出口治明「歴史はタテとヨコで見ると面白い」 子どもに影響を与える「本を読む姿勢」
大人がまず本を読む姿勢を見せる
10代の人の親御さんや身内の方から、「子どもが本を読まない」という嘆きの声をよく聞きます。「どうしたら本を読むようになるでしょうか?」と。
僕がそう問われたときに答えているのは、「まずあなたが本を読んでいるのですか?」ということです。人間はロールモデルを見て育つ存在で、特に子どもや若者はそうです。周囲の大人の真似をします。だから、まず大人が本を読んでいるところを見せるべきなのです。
どんな本でもいいので、なにか難しそうな本を読んでいる姿を見せて、その本を読みながらゲラゲラ笑えばいいのです。内容はわかっていなくても構いません。そういう、大人の責任として子どもたちが本を読むための「仕掛け・仕組み」が必要で、それをせずに、「子ども・若者の本離れ」を嘆いたりしても仕方がないと思います。「なんかしらんけど、本を読むって楽しそうやな」と思わせることが大事なのです。

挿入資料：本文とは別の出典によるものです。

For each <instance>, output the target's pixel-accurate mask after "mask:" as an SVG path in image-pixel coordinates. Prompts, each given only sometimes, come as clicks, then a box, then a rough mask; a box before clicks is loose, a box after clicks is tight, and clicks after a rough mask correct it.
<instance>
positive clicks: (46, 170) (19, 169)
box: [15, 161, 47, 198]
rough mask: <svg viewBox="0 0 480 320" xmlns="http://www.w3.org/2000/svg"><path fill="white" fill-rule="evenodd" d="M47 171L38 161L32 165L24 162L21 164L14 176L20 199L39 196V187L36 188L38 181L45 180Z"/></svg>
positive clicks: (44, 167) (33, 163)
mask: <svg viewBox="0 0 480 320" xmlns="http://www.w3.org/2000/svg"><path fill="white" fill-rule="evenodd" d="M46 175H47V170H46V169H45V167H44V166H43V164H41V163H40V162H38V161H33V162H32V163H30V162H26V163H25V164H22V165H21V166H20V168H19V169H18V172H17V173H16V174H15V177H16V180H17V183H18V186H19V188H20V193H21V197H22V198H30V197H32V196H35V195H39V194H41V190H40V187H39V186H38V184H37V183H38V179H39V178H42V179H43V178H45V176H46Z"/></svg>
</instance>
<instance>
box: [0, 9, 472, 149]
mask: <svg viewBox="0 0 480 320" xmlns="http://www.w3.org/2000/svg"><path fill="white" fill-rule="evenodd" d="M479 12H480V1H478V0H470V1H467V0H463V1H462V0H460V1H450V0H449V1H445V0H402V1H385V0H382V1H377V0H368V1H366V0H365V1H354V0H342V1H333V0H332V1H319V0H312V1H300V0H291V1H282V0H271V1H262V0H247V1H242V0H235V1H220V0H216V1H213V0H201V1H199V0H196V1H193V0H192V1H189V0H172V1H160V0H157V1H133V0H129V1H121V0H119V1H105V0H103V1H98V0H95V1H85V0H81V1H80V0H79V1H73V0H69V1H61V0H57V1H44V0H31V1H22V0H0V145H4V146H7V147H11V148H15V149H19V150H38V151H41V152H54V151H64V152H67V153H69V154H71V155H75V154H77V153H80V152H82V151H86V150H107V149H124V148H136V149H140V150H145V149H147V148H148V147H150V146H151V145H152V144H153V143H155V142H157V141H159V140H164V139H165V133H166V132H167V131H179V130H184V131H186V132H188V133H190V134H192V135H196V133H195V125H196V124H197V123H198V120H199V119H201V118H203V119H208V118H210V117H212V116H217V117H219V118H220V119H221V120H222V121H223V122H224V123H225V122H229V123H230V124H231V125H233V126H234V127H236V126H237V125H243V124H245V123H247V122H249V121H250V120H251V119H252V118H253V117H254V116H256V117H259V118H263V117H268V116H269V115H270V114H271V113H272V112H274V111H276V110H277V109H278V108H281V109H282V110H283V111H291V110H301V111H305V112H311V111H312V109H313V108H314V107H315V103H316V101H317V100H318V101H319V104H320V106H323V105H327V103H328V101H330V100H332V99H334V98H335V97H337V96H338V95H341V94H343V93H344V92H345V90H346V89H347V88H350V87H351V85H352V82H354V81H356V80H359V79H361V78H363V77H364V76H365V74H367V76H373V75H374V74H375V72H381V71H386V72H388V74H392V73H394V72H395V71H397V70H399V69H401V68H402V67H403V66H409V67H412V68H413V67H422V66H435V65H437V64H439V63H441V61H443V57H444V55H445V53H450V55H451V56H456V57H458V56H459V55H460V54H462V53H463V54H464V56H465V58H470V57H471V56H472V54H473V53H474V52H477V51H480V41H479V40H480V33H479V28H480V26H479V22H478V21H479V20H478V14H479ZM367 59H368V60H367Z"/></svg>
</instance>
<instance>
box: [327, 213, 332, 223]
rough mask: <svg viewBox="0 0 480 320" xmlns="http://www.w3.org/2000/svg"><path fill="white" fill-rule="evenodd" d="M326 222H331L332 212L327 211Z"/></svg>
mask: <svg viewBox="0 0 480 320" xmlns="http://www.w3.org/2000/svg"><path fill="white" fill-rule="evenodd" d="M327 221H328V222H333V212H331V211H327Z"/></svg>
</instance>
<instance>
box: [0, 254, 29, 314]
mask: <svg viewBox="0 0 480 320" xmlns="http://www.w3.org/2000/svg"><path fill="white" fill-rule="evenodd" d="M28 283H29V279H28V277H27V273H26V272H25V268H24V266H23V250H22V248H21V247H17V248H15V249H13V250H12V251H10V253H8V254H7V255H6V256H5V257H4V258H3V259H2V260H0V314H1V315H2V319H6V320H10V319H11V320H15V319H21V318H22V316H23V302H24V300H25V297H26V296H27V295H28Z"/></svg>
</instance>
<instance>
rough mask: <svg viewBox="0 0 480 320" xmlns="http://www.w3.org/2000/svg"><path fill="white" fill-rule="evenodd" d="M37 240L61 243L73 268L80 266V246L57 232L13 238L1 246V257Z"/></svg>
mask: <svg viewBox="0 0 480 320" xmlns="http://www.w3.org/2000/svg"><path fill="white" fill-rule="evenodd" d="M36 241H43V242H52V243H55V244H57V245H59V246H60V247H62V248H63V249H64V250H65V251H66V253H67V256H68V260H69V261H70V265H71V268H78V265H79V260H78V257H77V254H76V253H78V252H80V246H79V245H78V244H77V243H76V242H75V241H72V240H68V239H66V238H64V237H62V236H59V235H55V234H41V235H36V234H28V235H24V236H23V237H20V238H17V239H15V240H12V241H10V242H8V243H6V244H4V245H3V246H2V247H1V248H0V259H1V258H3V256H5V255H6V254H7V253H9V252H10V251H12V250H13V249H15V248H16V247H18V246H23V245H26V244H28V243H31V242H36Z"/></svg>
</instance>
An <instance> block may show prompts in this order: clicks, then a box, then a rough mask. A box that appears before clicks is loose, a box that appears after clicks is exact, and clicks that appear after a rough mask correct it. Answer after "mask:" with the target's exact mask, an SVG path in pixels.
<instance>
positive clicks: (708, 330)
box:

それから、お子さんとできれば一緒に、地元の図書館に行って、司書の方に相談してみてください。その子の興味を持ちそうな本を、貸し出しの冊数制限いっぱいまで借りてきて、それを家の中で、子どもの動線上のあちこちに置いておくのです。そうすれば、自然に興味がわいて、「ちょっと読んでみようか」となるのです。大事なのはそこで「こんな本を読ませたら役に立つかも」とか「立派な教訓が書かれている本を読ませよう」などと思わないことです。